Niente mascherina a scuola se viene rispettata la distanza di un metro. Nella scuola primaria, “per favorire l’apprendimento e lo sviluppo relazionale, la mascherina può essere rimossa in condizione di staticità con il rispetto della distanza di almeno un metro e l’assenza di situazioni che prevedano la possibilità di aerosolizzazione (ad esempio il canto)”. È quanto ha scritto il Comitato tecnico scientifico in una nota. “Nella scuola secondaria, anche considerando una trasmissibilità analoga a quella degli adulti, la mascherina può essere rimossa in condizione di staticità con il rispetto della distanza di almeno un metro, l’assenza di situazioni che prevedano la possibilità di aerosolizzazione (es. canto) e in situazione epidemiologica di bassa circolazione virale come definita dalla autorità sanitaria”.

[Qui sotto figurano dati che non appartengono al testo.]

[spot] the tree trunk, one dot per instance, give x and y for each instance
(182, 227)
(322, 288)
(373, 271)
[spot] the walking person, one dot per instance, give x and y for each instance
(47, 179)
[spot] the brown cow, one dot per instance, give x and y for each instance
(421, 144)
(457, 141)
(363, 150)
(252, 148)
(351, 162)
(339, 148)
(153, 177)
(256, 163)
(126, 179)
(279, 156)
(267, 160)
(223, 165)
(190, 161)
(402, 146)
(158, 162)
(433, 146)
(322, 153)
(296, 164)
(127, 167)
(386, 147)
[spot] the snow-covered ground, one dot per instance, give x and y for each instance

COSA NON È STATO FATTO PER LA SCUOLA

“La scuola è una risorsa decisiva per il futuro della comunità”. Lo ha detto pochi giorni fa il Presidente della Repubblica Sergio Mattarella, ma negli ultimi mesi è stato in realtà un coro unanime, da Confindustria alla sinistra extraparlamentare. “Vediamo allora quali misure concrete sono state prese per avviare questa encomiabile svolta nel mondo della scuola”, ha scritto in un post su Facebook Gianpaolo Pepe, dottorando in Diritto e istituzioni economico-sociali all’Università di Napoli Parthenope. “Aumento della spesa in istruzione (ultimi in Europa in rapporto alla spesa pubblica totale): NO. Investimenti per la sicurezza e l’igiene degli ambienti scolastici (i soffitti che crollano, i riscaldamenti che non funzionano e i bagni degni della legione straniera non sono colpa del Covid): NO. Raddoppio del corpo docente e degli edifici scolastici per avere finalmente classi con 15 alunni, anziché 30: NO. Ingente spesa per dotare finalmente le scuole di palestre e di laboratori di chimica, fisica, informatica, musica, al momento indecenti o proprio inesistenti: NO. Eliminazione del digital divide che esiste, per dire, tra una scuola del centro di Milano e un istituto di Casavatore o di Favara, e che fa da potente moltiplicatore del divario sociale: NO. Lotta alla dispersione scolastica (terzultimi in Europa con trend in crescita dal lockdown e picchi del 27,1% in province come Caltanissetta): NO. Elaborazione di un serio piano di ripetizioni pubbliche per attenuare lo scandalo classista delle ripetizioni private (un mercato da un miliardo di euro, come ricorda Christian Raimo): NO. Aumento dello stipendio degli insegnanti con adeguamento alla più dignitosa media Ocse: NO. Riformulazione delle modalità di reclutamento e formazione del corpo docente, sempre più appiattite su una deprimente aziendalizzazione del mondo scolastico: NO”.

COSA È STATO FATTO

Chiude con amara ironia il post di Pepe, provando a riassumere quali misure concrete sono state prese prima della riapertura della scuola: “Tiro al piccione sugli insegnanti, divenuti nuovo capro espiatorio autunno-inverno 2020/21; insultati ogni due ore da Confindustria, Renzi e giornali a reti unificate; trattati come scansafatiche anche se durante il lockdown si sono fatti un mazzo così con la didattica a distanza; ridotti, da educatori, a baby-sitter gratuiti della prole di un paese che altrimenti non può essere rimandato a calci in fabbrica e in ufficio (il tutto condito da un po’ di sana caciara su banchi, mascherine e misurazione della temperatura): SÌ”.